Identify which node(s) have the highest degree and state this degree.

**ANSWER**: For the Risk board, Ukraine, East Africa, North Africa, China, and the Middle East all have a degree of 6. For the Metro map, node N has a degree of 5.

Identify which node(s) have the highest

*degree*centrality and this metric's value.**ANSWER**: For the Risk board, Ukraine, East Africa, North Africa, China, and the Middle East are all tied for highest degree centrality, with a normalized score of 0.1463. In the Metro map, node N has the highest degree centrality at 0.2778.

Identify which node(s) have the highest

*closeness*centrality and this metric's value.**ANSWER**: In Risk, Ukraine has the highest closeness centrality at 0.3203. For the Metro map, it's still node N at 0.45.

Identify which node(s) have the highest

*betweenness*centrality and this metric's value.**ANSWER**: North Africa has the highest betweenness centrality for Africa, with 0.2133. Node N still has the highest betweenness for the Metro map at 0.5163.

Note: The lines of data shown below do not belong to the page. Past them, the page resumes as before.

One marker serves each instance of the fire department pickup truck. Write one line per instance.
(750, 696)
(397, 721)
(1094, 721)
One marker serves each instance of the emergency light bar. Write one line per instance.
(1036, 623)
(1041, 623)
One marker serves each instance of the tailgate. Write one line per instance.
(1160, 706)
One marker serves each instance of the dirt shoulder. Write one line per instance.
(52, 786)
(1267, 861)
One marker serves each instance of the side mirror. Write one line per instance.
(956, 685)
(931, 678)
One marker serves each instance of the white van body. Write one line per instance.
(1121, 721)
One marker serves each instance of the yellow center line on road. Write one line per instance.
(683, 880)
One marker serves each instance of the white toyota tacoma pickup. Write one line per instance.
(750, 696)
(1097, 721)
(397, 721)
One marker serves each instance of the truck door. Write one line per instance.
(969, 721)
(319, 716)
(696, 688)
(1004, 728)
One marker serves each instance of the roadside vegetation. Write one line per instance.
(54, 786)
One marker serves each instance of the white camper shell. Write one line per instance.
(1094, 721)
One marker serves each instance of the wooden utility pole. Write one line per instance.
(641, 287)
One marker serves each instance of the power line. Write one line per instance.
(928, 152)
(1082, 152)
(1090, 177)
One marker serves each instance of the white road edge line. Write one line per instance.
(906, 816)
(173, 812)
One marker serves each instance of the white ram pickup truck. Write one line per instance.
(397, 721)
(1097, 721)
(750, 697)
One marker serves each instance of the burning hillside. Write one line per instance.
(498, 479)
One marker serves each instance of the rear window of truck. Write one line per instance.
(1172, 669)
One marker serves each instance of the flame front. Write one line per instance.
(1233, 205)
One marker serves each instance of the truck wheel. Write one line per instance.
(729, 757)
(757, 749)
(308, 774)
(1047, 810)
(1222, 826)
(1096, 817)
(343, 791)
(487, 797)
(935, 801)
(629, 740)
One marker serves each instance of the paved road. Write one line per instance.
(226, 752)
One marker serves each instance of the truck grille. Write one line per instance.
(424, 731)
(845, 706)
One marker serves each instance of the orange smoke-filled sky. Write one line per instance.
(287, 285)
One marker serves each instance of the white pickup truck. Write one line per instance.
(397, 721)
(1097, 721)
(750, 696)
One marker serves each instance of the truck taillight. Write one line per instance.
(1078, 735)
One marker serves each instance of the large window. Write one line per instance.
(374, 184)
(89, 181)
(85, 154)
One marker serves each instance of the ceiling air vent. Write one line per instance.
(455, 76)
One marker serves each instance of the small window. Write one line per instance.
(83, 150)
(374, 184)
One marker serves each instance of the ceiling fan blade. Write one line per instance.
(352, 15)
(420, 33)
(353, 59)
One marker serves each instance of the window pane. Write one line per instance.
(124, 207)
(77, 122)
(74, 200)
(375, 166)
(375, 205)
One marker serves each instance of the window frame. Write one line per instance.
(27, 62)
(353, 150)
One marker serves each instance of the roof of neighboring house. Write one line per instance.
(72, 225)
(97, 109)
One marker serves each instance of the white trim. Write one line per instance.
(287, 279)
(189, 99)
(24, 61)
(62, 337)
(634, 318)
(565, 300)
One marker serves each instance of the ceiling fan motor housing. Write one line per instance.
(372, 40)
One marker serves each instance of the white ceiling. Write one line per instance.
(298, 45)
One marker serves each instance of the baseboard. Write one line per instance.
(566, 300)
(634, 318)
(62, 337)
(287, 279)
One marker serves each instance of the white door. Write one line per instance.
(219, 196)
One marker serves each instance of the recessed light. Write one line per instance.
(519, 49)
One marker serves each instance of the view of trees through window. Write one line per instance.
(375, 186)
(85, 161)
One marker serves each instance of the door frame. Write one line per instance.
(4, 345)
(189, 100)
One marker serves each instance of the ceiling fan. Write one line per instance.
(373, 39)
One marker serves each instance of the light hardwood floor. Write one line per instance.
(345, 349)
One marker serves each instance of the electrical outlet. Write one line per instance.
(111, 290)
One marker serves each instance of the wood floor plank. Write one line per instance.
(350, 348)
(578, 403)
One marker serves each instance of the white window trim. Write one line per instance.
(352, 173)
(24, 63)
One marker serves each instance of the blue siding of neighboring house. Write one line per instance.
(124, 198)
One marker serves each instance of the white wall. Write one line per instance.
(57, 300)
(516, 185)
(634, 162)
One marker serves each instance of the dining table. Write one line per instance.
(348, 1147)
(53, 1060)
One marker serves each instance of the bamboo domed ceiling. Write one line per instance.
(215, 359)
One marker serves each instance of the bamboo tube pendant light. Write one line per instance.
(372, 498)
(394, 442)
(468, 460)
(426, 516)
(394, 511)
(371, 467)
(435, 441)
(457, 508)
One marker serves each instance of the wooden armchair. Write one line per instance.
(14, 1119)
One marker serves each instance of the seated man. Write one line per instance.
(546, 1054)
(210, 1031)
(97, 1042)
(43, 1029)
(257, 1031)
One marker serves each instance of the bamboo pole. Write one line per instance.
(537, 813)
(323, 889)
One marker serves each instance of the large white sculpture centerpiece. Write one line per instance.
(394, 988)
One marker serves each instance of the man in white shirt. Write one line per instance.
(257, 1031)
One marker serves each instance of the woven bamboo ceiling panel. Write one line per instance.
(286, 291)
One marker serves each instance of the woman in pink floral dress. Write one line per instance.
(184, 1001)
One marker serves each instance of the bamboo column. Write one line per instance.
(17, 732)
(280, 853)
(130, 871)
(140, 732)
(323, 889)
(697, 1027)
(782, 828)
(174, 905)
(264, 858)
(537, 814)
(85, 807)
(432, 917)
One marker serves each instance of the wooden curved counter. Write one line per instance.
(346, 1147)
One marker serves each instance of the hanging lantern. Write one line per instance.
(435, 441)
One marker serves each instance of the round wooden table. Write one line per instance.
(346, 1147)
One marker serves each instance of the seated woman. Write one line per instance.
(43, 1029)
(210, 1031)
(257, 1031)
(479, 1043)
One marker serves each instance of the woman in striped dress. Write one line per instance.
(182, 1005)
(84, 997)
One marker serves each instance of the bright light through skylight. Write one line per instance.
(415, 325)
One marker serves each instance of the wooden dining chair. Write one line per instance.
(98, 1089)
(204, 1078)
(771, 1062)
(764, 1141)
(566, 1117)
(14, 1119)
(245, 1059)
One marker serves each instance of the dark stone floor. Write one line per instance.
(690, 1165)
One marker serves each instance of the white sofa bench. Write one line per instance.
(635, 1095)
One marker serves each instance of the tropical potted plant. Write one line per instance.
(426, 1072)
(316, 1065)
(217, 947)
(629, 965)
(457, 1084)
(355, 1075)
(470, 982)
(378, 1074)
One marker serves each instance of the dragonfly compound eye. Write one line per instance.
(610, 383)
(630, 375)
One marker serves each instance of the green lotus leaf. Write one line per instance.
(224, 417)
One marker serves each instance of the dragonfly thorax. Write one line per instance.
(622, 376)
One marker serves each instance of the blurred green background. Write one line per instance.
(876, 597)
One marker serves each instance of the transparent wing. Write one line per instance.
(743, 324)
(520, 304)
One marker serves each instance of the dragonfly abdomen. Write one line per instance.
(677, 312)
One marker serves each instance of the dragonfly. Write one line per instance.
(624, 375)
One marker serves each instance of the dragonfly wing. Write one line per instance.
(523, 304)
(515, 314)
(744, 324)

Compare the node sets for each of these centrality measures. Are they the same? If not, provide a brief discussion on why you think they are different.

**ANSWER FOR RISK BOARD**: For the Risk board, we see some differences among the three centrality measures: The set of nodes with highest degree centrality contains the nodes with highest closeness and betweenness centrality, but Ukraine is the average closest node, whereas North Africa is the best bridging node with highest betweenness centrality. I posit they are different because, while Ukraine has the most access to different countries, North Africa provides a gateway to all of Africa and South America.**ANSWER FOR METRO MAP**: Node N is consistently the most central node across all three metrics.

Calculate the connectivity/cohesion for this graph.

**ANSWER**: The connectivity for the Risk board is 1. If we delete the link between Siam and Indonesia, we have disconnected the graph and left Australia alone.

Draw the 1-degree egocentric network for node Ukraine.

**ANSWER**:

Draw the 1.5-degree egocentric network for node Ukraine and calculate this network's density.

**ANSWER**: With Ukraine, the density is 0.5238**ANSWER**: If you remove Ukraine from the 1.5-degree ego-net, the density is 0.3333.

Calculate the local clustering coefficient for nodes Ukraine, Congo, and Argentina.

**ANSWER**: Ukraine's LCC is 0.3333, Congo's is 0.6667, and Argentina's is 1.0.

For the remaining questions, refer to Figure 2.

Using the same number of nodes, draw a graph with the highest unnormalized degree centralization score.

**ANSWER**: The star graph is generally a good example of a highly centralized network, and most graphs with the maximum centralization have this form.

Calculate the degree centralization score of the graph you are given; then calculate its normalized degree centralization value using your graph above.

**ANSWER**: The degree centralization score for the metro graph is 3.056.To normalize this centralization score, we need to divide by the maximum possible centralization metric for a network with the same number of nodes (i.e., the graph you constructed above), which results in a normalized centralization of 3.056 / 17 = 0.1797.